ABP reported Feb. 11 a bit of good news in the ongoing struggle to maintain healthy boundaries between church and state: a special panel has recommended to President Obama that churches wanting to receive federal funding for social ministries should set up a separate non-profit corporation to handle those funds.

That makes perfect sense, both from a stewardship perspective and from a first amendment perspective. On the stewardship end, it’s both smart and accountable to keep money from different sources completely separate — and not just in different line items of the same budget.

From the first amendment angle, it’s axiomatic that tax-payer funding has no place in church coffers. Mixing money doesn’t necessarily imply wrongdoing, but it’s a bad approach in principle. It opens a big can of ugly worms that range from influence peddling to political payoffs and (no doubt) lots of things I haven’t thought of.
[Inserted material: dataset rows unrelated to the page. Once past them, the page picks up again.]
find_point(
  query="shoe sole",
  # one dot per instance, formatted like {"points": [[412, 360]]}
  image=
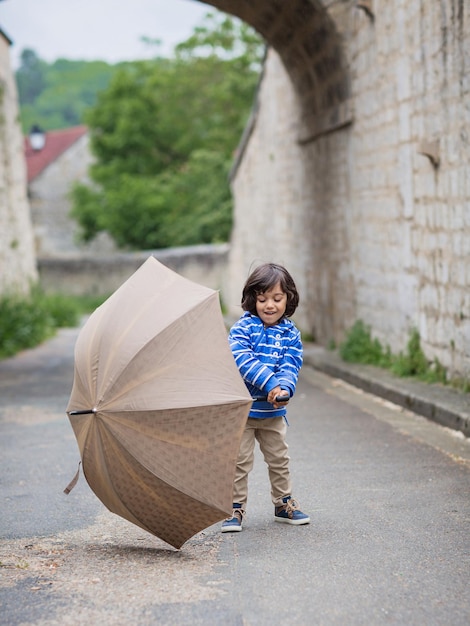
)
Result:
{"points": [[298, 522]]}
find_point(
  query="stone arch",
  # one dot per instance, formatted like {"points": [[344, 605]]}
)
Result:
{"points": [[304, 36]]}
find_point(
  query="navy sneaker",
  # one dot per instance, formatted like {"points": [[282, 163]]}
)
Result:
{"points": [[234, 523], [289, 513]]}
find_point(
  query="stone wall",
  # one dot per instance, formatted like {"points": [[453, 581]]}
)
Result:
{"points": [[55, 232], [377, 212], [17, 261], [101, 275]]}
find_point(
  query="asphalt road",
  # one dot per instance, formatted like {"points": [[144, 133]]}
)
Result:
{"points": [[388, 493]]}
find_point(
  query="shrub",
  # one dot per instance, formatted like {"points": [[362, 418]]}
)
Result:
{"points": [[359, 347], [26, 322]]}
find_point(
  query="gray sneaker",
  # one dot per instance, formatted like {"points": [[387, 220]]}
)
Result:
{"points": [[289, 513], [234, 523]]}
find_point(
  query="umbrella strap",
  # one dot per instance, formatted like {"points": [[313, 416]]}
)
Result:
{"points": [[73, 482]]}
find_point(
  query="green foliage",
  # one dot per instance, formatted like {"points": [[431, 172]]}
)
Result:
{"points": [[360, 347], [28, 321], [163, 134], [24, 324], [413, 362], [57, 95]]}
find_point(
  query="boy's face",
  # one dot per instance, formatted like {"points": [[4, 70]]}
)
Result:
{"points": [[271, 305]]}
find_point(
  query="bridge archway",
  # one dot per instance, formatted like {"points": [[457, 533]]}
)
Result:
{"points": [[304, 36]]}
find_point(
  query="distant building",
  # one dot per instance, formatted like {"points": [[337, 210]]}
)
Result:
{"points": [[63, 160], [17, 260]]}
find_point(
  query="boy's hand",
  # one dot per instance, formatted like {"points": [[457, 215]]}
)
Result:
{"points": [[274, 393]]}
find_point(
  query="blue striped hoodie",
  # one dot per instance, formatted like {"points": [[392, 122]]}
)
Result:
{"points": [[266, 357]]}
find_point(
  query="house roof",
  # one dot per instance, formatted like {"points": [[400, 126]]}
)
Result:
{"points": [[57, 142]]}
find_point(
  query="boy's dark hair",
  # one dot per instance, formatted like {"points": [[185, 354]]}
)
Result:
{"points": [[262, 279]]}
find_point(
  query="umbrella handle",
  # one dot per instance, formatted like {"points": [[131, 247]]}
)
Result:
{"points": [[264, 398]]}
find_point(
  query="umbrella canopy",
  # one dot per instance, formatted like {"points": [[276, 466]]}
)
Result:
{"points": [[158, 406]]}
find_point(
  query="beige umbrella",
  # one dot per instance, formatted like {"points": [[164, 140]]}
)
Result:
{"points": [[158, 406]]}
Critics who complain that creating a separate 501(c)3 corporation creates an unnecessary stumbling block and makes it harder for churches to get money are reaching for excuses. Getting recognition as a 501(c)3 is neither difficult nor expensive. And, having separate organizational governance simply makes it easier to keep things on the up and up: it’s the responsible thing to do.

Given what seems to be a clearly superior rationale for the creation of separate non-profit organizations, it’s surprising that the panel was divided on the issue, voting by a narrow 13-12 margin to endorse the recommendation. The full article is worth reading.

On the whole, I think non-profit ministries are most successful when they’re fully led and fully funded by the same people who have the vision for a ministry, whether they’re leading it or supporting it. Getting government assistance for social ministries is not the ideal. To be acceptable at all, public funding should be handled transparently — and by someone other than church officials.